Huge Benefits from Regional Market Expansion, Studies Show
Expanding the organization that coordinates the operation of California’s electricity generation and transmission into a regional grid system operator across the West will produce enormous financial and other benefits for the state, according to results of legislatively required studies unveiled last week by the California Independent System Operator (CAISO).
Several of the nation’s top energy, environmental and economic consultants (Brattle, E3, Aspen Environmental Consultants, and the Berkeley Economic Advising and Research or BEAR) took part in the (“aka SB 350 studies”) process and presented their work across a number of issue areas the California Legislature requested: utility customers, environmental, environmental justice, and greenhouse gas reduction benefits.
Despite using conservative modeling assumptions, the study results show that expanding the independent system operator’s footprint produces enormous benefits for California in all the above categories.
The financial benefits for utility customers (and by extension throughout the economy) are staggering (ranging from a low of $55 million a year in 2020 to approximately $1.5 billion a year in 2030). If other entities beyond PacifiCorp—the first utility to propose expanding the footprint over a year ago join—the benefits go up dramatically: $258 million a year in 2020 for an expanded regional footprint (western interconnection’s 14-state region, excluding the federal power marketing administration’s Bonneville Power Administration and the Western Area Power Administration). All classes of benefits grow over time in an expanded electricity market operated by a single independent entity.
The environmental results show benefits from reduced land use impacts, air pollution, and water consumption in California, and while some land use impacts would be expected elsewhere in the West, similar benefits in reduced pollution and water use are expected across the region.
The BEAR analysis results for disadvantaged communities were also substantial. Much of this comes from lower energy costs freeing up capital for other job creation and economic activity in California. The BEAR presentation explained the effect as:
Demand funded by energy savings is a potent and pervasive source of long term, diverse job creation. These jobs are more likely to be for instate services that cannot be outsourced.
The studies presented have been the subject of a very transparent stakeholder-driven process that has seen great participation from all the affected stakeholder groups. The results presented during a marathon two-day workshop last week should have great influence with California lawmakers.
More details of the studies
Expanding the CAISO will create a six-state “day-ahead” electricity market in which utilities plan which power sources to use on a given day based on their forecasts of demand and weather. Utilities offer bids for power and compete with each other to see who can meet that day’s demand at the lowest cost. Lowest-cost resources are those that have the lowest fuel and operating and maintenance expenses. This overwhelmingly favors renewable power, the fuel for which is free. Regional markets help integrate renewable energy resources into the electricity mix at least cost, as we have written about previously, and they have the added benefit of encouraging the retirement of conventional fossil fuel power plants that cannot compete with renewables due to higher fuel and operating costs.

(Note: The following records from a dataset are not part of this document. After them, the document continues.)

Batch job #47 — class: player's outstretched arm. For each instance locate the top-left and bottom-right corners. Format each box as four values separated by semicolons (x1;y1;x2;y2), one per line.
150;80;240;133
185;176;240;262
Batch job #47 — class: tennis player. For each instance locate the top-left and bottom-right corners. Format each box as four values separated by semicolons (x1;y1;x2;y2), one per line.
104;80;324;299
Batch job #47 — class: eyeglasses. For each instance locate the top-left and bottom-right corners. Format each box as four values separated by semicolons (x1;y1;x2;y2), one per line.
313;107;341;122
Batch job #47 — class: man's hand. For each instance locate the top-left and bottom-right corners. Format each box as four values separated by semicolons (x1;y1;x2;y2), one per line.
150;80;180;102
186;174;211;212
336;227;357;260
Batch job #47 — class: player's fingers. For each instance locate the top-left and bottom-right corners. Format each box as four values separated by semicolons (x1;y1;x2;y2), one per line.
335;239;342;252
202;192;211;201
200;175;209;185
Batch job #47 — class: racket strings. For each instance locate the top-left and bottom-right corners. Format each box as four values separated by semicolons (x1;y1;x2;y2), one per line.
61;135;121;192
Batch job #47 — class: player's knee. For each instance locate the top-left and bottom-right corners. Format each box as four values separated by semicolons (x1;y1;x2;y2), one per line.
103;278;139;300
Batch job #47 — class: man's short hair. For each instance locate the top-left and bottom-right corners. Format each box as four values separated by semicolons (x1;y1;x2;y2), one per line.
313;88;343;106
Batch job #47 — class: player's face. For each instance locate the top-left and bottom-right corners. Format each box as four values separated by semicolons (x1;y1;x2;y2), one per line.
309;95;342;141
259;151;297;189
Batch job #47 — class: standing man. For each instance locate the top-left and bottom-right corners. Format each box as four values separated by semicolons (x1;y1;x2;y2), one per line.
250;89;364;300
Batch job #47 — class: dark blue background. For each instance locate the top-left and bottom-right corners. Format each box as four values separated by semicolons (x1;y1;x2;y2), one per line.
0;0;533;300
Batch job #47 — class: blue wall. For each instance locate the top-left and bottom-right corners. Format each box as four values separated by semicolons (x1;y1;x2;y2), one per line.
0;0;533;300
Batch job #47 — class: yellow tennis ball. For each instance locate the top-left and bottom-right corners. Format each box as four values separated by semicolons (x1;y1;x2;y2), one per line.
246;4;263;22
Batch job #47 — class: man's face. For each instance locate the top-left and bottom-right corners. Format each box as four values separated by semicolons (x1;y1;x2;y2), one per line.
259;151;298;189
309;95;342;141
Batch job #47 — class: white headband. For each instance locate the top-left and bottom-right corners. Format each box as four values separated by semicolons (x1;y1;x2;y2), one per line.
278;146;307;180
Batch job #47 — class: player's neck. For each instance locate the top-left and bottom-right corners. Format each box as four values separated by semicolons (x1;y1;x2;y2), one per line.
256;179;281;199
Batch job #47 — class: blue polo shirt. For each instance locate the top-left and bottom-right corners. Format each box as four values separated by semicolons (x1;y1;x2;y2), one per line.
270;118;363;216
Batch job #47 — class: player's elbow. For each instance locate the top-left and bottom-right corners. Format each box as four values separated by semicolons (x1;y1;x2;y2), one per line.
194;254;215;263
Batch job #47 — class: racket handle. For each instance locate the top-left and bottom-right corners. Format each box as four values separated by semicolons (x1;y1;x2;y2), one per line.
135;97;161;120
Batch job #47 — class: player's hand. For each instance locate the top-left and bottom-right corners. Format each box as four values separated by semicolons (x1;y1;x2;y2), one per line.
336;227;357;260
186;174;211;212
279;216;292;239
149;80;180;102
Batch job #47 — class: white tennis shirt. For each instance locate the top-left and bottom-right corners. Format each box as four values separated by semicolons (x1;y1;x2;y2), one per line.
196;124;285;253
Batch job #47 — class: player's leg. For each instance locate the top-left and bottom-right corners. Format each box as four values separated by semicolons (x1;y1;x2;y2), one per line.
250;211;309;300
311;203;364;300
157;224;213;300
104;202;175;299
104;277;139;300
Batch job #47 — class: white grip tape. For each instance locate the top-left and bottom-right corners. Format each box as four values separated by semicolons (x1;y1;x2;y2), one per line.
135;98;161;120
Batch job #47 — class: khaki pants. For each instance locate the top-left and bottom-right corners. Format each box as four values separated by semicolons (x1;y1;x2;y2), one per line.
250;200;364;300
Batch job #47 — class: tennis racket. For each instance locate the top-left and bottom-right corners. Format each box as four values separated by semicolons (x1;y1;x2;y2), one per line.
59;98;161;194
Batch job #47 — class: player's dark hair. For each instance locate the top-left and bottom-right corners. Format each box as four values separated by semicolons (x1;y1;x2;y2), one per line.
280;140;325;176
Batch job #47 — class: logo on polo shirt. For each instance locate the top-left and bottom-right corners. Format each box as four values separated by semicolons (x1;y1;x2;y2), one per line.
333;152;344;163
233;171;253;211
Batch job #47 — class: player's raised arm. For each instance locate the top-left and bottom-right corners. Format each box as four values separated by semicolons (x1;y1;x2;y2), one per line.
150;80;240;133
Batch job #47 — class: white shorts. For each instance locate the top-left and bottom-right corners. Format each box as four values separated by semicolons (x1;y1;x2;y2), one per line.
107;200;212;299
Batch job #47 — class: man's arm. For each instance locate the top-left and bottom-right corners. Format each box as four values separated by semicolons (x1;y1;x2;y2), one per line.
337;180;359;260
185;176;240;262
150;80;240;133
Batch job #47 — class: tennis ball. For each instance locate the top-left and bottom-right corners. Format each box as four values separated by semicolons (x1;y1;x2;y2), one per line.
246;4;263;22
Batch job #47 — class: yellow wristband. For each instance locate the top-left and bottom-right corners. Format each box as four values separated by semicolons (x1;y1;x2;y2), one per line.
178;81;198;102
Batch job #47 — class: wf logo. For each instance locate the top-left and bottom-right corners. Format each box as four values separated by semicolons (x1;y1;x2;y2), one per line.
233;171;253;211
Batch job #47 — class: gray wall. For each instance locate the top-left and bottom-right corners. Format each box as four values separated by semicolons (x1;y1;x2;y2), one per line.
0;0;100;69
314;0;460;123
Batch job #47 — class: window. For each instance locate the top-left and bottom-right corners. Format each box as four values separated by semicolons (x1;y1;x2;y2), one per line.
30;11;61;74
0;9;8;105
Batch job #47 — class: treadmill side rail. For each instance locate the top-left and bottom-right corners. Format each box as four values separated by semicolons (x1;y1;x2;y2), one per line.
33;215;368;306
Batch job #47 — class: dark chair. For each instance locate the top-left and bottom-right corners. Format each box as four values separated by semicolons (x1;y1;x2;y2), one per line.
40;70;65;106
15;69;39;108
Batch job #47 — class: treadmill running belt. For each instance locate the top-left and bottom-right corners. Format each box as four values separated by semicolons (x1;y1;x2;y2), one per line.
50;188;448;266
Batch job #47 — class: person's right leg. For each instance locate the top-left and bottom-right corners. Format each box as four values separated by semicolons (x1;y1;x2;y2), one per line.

The consultants last week noted a range of benefits they did not quantify in the studies but which have considerable value to California. Most of these are in the area of system operational efficiencies. (I will address these in more detail in my next blog.)
Some examples: The centralized control of the grid expansion would provide (as opposed to the current and wastefully complex web of 38 entities running the electricity delivery system now) operating efficiencies that lower costs for new infrastructure, allow for the sharing of planning and flexibility reserves across the region, and lower the cost of renewable energy integration.
Because the least-cost energy available in that hour will be selected, renewable energy from all over the West will be likely to operate in hours they currently are not needed to meet of the energy demand in a local area. Gas plants will increasingly be used to support renewables, the studies show, instead of providing continuous power to the grid.
The studies show that many of the ISO expansion savings come from being able to use renewable energy California has already built (and is expected to build in the future) more efficiently, sending it to neighboring states when California has too much of it. California solar generation works so well that in many hours of the year it generates more power than the economy can absorb. This surplus power California would otherwise have to shut off to protect the grid.
The regional market gives value to this energy by making it available to utilities in neighboring states that could use it instead of operating their costlier and more polluting conventional coal or natural gas plants. This obviously has a significant carbon pollution reduction benefit. Every megawatt-hour of electricity of solar we would otherwise have had to shut off (or “curtail” in industry parlance) that we export displaces conventional fossil generation in a neighboring state’s balancing authority.